PhotoCity solves the data quality and sampling problems in distributed data collection.
Websites such as Flickr and Facebook enable people to share pictures with their friends and family, but they also create huge repositories of photos that can be used for other purposes. For example, Agarwal et al. (2011) attempts to use these photos to “Build Rome in a Day” by using 150,000 pictures of Rome to create a 3D reconstruction of the city. For tourist sites like the Coliseum there were enough pictures online to produce 3D models (Figure 5.10), but the quality of these reconstructions were limited by the fact that most photos were taken from the same iconic perspectives, leaving portions of the buildings unphotographed. Further, for most parts of the city, not enough photos were available. Thus, using the found data from photo repositories, it was not possible to recreate all of Rome. But, what if volunteers could be enlisted to collect the necessary photos to truly “Build Rome in a Day”?
In order to enable the targeted collection of large numbers of photos, Kathleen Tuite and colleagues developed PhotoCity, a photo-uploading game. One beautiful aspect of PhotoCity is that it turned the potentially laborious task of data collection—uploading photos—into a game-like activity involving teams, castles, and flags (Figure 5.11).

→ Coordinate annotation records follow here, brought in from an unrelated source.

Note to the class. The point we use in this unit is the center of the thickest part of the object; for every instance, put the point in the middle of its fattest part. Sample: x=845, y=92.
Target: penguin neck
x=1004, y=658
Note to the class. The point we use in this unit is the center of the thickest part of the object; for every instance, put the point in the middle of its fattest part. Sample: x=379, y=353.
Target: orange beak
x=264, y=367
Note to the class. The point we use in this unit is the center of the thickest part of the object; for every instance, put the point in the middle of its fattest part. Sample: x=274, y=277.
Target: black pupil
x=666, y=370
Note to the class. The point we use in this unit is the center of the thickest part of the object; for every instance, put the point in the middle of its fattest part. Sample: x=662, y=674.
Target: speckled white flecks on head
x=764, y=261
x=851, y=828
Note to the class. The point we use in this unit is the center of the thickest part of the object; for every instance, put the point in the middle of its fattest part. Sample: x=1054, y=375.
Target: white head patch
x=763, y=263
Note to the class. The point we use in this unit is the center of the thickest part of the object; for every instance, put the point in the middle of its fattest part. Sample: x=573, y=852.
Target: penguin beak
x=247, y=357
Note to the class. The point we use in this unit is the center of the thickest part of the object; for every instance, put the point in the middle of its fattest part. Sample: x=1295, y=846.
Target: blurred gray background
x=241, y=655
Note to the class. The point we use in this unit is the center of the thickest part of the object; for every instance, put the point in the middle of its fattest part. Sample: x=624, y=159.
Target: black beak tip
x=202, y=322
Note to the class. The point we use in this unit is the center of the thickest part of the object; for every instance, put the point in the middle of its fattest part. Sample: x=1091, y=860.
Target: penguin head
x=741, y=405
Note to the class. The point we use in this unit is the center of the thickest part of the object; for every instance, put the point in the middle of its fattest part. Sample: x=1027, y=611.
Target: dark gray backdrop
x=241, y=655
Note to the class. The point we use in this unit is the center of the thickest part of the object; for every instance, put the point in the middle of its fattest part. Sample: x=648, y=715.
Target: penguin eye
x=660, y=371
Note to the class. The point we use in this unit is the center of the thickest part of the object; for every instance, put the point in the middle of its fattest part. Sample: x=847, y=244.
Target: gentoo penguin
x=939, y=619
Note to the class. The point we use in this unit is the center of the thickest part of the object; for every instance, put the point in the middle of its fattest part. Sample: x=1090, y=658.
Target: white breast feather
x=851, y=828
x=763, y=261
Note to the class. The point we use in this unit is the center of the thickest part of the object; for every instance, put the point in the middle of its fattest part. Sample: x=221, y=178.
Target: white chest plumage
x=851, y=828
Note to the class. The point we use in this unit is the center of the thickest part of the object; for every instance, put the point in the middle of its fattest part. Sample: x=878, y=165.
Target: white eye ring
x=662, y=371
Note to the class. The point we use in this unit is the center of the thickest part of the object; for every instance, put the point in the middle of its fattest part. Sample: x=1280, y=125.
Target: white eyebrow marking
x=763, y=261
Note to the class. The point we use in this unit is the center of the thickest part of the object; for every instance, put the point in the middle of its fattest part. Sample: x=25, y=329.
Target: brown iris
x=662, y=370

The design of PhotoCity also elegantly solves the sampling and data quality challenges of eBird and other distributed data collection projects.
PhotoCity was first deployed to enable a 3D reconstruction of two universities: Cornell University and University of Washington. Players at each campus could inspect the current state of the reconstruction model of their campus. Then, they could earn points by uploading images that expand the current model. For example, if the current model of Uris Library (at Cornell) was very patchy, a player could earn points by uploading new pictures of it. Critically, the photos that were uploaded must overlap with existing photos so that they can be validated, and the number of points a player received is based on the amount that their photo adds to current model. In the end, the researchers were able to use these uploaded photos to create high resolution 3D models of buildings on both campuses (Figure 5.12).
The design of PhotoCity elegantly solves two problems: data validation and sampling. First, photos were validated by matching them against previous photos which were in turn matched to previous photos all the way back to the seed photos that were uploaded by researchers. In other words, because of this built-in redundancy, it is very difficult for the system to accept bad data. Second, the scoring system naturally trains participants to collect the most valuable—not the most convenient—data. In fact, here are some of the strategies that players described using in order to earn more points, which is equivalent to collecting more valuable data (Tuite et al. 2011):
- “[I tried to] approximate the time of day and the lighting that some pictures were taken; this would help prevent rejection by the game. With that said, cloudy days were the best by far when dealing with corners because less contrast helped the game figure out the geometry from my pictures.”
- “When it was sunny, I utilized my camera’s anti-shake features to allow myself to take photos while walking around a particular zone. This allowed me to take crisp photos while not having to stop my stride. Also bonus: less people stared at me!”
- “Taking many pictures of one building with 5 megapixel camera, then coming home to submit, sometimes up to 5 gigs on a weekend shoot, was primary photo capture strategy. Organizing photos on external hard drive folders by campus region, building, then face of building provided good hierarchy to structure uploads.”
These statements from participants show that when they are provided appropriate feedback, they can become quite expert at collecting data of interest to researchers.
Overall, the PhotoCity project shows that sampling and data quality are not insurmountable problems in distribution data collection. Further, it shows that distributed data collection projects are not limited to tasks that people are already doing anyway, such as watching birds. With the right design, volunteers can be encouraged to do other things too.